Remember your definition of a node. Put your finger on the wire and everywhere you can move it without entering a circuit element is one node.
Look at that big node - circuit common symbol, battery's negative, outboard end of both Mr 12's, bottom of Mr 10 and bottom of Mr 24 are one node. (Sorry for the slang - i name things as if i were talking to them, it helps me think straight)

So redraw those two 12's as a single 6 straight down from bottom of Mr 4 to that circuit common node.
They threw a confusion factor at you by drawing them horizontal.
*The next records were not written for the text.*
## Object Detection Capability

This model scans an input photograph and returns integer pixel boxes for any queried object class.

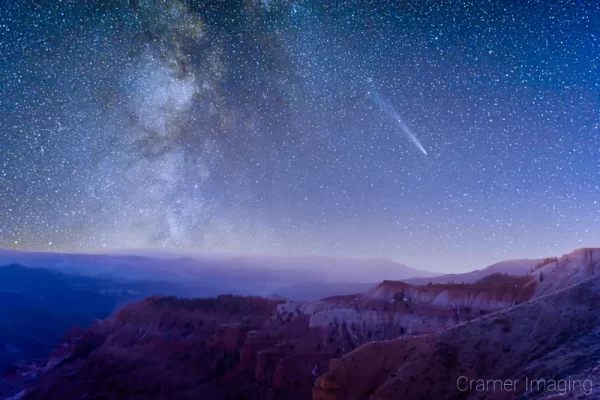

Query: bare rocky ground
[0,249,600,400]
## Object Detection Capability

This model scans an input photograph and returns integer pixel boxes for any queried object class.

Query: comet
[369,92,427,155]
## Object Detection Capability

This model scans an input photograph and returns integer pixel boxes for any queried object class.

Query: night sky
[0,0,600,271]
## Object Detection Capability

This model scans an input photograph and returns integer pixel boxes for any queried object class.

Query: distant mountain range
[0,249,600,400]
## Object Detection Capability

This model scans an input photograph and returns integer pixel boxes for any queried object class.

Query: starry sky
[0,0,600,271]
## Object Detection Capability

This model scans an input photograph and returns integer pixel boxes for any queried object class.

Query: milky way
[0,0,600,270]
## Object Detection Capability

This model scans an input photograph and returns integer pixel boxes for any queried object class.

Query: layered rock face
[2,276,535,400]
[313,277,600,400]
[5,249,600,400]
[313,249,600,400]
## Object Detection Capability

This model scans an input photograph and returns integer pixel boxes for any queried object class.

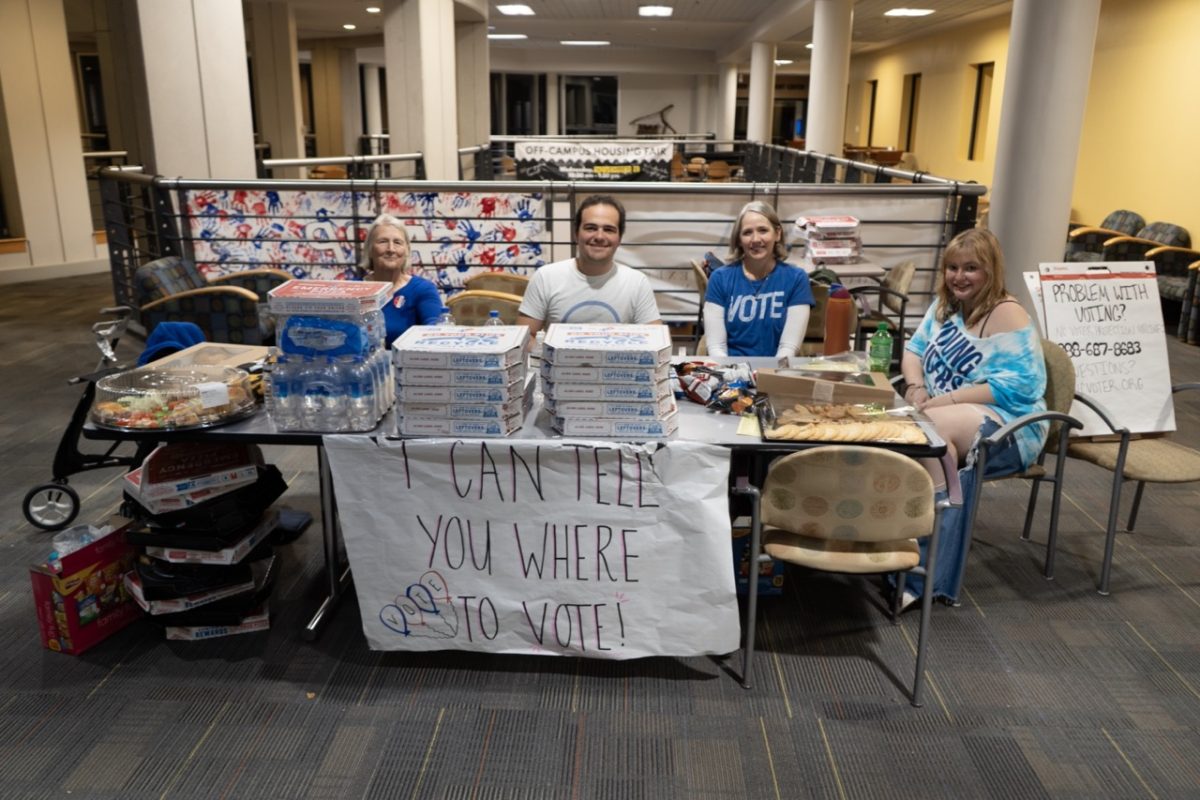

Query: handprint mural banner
[184,190,546,293]
[325,437,740,658]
It it helps, first just swing them down vertical by dragging their outboard ends around the node to just below their inboard ends.. it's all the same node...
you'll say to yourself 'it cant be that simple...' but it is. Learning is largely just believing what you already know...
KCL and KVL will work. And they will give same answer you get by simplifying the circuit in the iterative approach you started. I suggest working it both ways, it'll do wonders for your confidence in both methods.

redraw the circuit after each simplification. Plan on using quite a bit of paper, and be very neat about your sketches.

1st simplification - replace those two horizontal 12's with a vertical 6, as we discussed earlier
2nd simplification - replace that vertical 6 and the vertical 4 above it with a vertical 10.

now start working from right , like you did.
3nd simplification - replace the rightmost vertical 10 and horizontal 2 with a vertical 12
4th simplification -that vertical 12 and vertical 24 are in parallel, replace them with a single vertical 8
5th simplification - That 8 and the horizontal 2 are in series, replace them with a vertical 10.
6th simplification - replace the two vertical 10's with a vertical 5

Now you have a simple circuit - two resistors in series, totalling 12 ohms, across a 24 volt source.

So you know voltage at the junction of the two resistors, looks to me like ten volts which means two amps through Mr 7..

Now work backward, un-simplifying your circuit in reverse order we simplified it.
You will see voltage at every point appear unambiguously as you go.

Having done that, it would be wise to solve the problem using both node voltage and mesh current approaches, just to build your skill. You'll be expected to be able to do that when you go to work in industry.

When you get to point all 3 methods give you the same answer on first try, you are getting very good. Practice!

old jim

9. Feb 24, 2013

### doc2142

Wow I can't thank you enough you just showed me a very neat trick to simplifying some of those circuits. I wish my professor gives us pointers like this.

Those 2 12's were really giving me the problem but after I did what you told me, made the problem so much easier.

As for the Mesh I don't think we have gone over that yet, we are still in our first 2 weeks of our circuit analysis so I don't believe we need to know that yet. However, I will try to go over it and learn it.

I am at the end of my 2nd year in EE bachelor degree, and my next 2 years I heard the hardest so I should be coming here more often in the next 2 years to try and get help. The first 2 years where the calculus, electricity and magnetism and DFQ were easy, now off to the good hard stuff!

Again thanks again, you just added a whole new way for me to look at a problem.